TEMPO.CO, Jakarta - Menteri Perdagangan Enggartiasto Lukita segera memastikan ada tidaknya kenaikan harga kedelai di pasaran setelah adanya keluhan dari para perajin tahu dan tempe di beberapa daerah. "Saya belum update apakah benar kenaikan seperti itu, saya akan telpon mereka, naikkan berapa dan apa dasarnya. Saya akan cek," ujar Enggartiasto di Kantor Kementerian Koordinator Bidang Perekonomian, Jakarta, Kamis, 6 September 2018.

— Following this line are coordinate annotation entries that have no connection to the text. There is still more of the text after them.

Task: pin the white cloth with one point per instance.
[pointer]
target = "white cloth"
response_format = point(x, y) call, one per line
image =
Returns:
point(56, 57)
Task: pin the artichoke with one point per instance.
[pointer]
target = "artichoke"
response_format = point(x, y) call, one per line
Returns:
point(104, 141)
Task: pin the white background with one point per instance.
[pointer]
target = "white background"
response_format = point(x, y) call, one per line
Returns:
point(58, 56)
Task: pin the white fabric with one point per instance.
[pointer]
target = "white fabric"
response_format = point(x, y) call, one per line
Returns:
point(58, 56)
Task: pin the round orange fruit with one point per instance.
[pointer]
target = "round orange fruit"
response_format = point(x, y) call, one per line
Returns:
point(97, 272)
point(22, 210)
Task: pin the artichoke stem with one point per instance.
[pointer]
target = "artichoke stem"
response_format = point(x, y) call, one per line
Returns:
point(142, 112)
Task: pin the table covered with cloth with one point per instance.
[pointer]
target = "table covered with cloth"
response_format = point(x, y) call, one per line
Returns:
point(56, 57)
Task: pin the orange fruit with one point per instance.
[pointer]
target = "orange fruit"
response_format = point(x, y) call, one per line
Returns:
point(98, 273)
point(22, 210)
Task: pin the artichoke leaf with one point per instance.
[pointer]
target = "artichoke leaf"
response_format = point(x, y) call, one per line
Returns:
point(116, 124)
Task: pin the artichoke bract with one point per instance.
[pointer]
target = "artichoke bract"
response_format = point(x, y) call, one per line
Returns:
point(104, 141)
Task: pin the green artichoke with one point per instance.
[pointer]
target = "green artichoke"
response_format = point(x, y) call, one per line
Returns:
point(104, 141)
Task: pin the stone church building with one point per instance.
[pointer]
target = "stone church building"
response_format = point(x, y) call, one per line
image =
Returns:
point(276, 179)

Baca: 2018, Kementerian Pertanian Targetkan Produksi 2,9 Juta Ton
Sebelumnya, para perajin tahu dan tempe di Kabupaten Bojonegoro dan Lamongan mengaku kelimpungan. Pasalnya bahan baku tahu dan tempe yang selama ini kebanyakan merupakan produk impor yaitu kedelai naik harganya hingga menjadi Rp 7.500 dari sebelumnya hanya Rp 6.500 per kilogram.

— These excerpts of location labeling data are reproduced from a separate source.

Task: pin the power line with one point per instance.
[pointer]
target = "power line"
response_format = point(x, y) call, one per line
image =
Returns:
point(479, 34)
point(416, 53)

Sebetulnya, kata Enggartiasto, pemerintah telah menjalin kerja sama soal kedelai dengan Amerika Serikat, salah satunya karena kenaikan nilai tukar dolar mengakibatkan rupiah jatuh. "Tetapi di sisi lain, harga kedelainya turun karena marketnya terbatas," ujar dia.
Belum lagi, para distributor, importir, hingga penjual kedelai, kata Enggartiasto, sudah berjanji untuk tidak seenaknya menaikkan harga kedelai dengan pendekatan nilai tukar. "Karena dia tahu marketnya dia adalah pedagang tahu tempe."

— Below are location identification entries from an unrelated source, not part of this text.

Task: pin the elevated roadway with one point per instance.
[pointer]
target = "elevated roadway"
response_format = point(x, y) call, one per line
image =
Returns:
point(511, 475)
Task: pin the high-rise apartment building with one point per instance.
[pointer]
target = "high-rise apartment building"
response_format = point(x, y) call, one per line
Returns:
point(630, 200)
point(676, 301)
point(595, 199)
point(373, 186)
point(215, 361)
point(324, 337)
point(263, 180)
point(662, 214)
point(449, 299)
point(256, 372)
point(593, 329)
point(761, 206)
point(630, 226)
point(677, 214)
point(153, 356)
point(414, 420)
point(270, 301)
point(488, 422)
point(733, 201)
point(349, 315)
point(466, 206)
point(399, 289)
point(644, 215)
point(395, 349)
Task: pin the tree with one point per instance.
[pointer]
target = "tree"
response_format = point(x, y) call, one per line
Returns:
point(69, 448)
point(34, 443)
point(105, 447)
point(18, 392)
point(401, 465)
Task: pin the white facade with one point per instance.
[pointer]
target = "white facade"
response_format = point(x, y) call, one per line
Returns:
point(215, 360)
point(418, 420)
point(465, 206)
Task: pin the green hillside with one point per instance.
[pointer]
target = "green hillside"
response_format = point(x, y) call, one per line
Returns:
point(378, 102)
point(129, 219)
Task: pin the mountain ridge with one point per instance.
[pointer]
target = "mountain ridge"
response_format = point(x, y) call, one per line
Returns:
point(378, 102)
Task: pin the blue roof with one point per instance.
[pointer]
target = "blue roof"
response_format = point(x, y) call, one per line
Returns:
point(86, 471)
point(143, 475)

Di pasaran, kedelai yang naik harganya terutama impor dari Amerika. Perajin tempe dan tahu lebih memilih kedelai impor karena bentuknya besar. Sedangkan kedelai jenis lokal lebih kecil dan kualitasnya kalah bagus dibanding kedelai impor. Selain itu, tempe dan tahu berbahan baku kedelai impor lebih padat.
Menurut Yatno, perajin sekaligus penjual tahu dan tempe di Kelurahan Ledok Kulon, Kota Bojonegoro, mengaku sudah terbiasa dengan naiknya kedelai. Langkah yang ditempuh yaitu dengan mengurangi takaran tetapi tidak menaikkan harga jualnya.
Namun, kata Yatno, jika nanti harga kedelai terus naik, maka perajin sekaligus penjual tahu dan tempe bakal menaikkan harga tahu dan tempe di pasaran.”Untuk sementara harganya tetap, tapi takaran dikurangi,” ujarnya pada Tempo Rabu 5 September 2018.
Hal serupa juga dikatakan perajin tempe asal Desa Tritunggal Kecamatan Babat Lamongan. Menurutnya, untuk sementara harga tempe dan tahu yang diproduksinya, tidak dinaikkan. Alasannya, sebagai upaya mempertahankan pelanggan yang membeli barangnya tidak pindah ke tempat lain.
”Kita ambil untung sedikit. Tapi, kalau kedelai terus naik, kita terpaksa ikut harga pasar,” ucap pria yang mengaku tiap hari harus menyediakan kedelai minimal 200 kilogram per hari untuk bahan baku pembuatan tempe.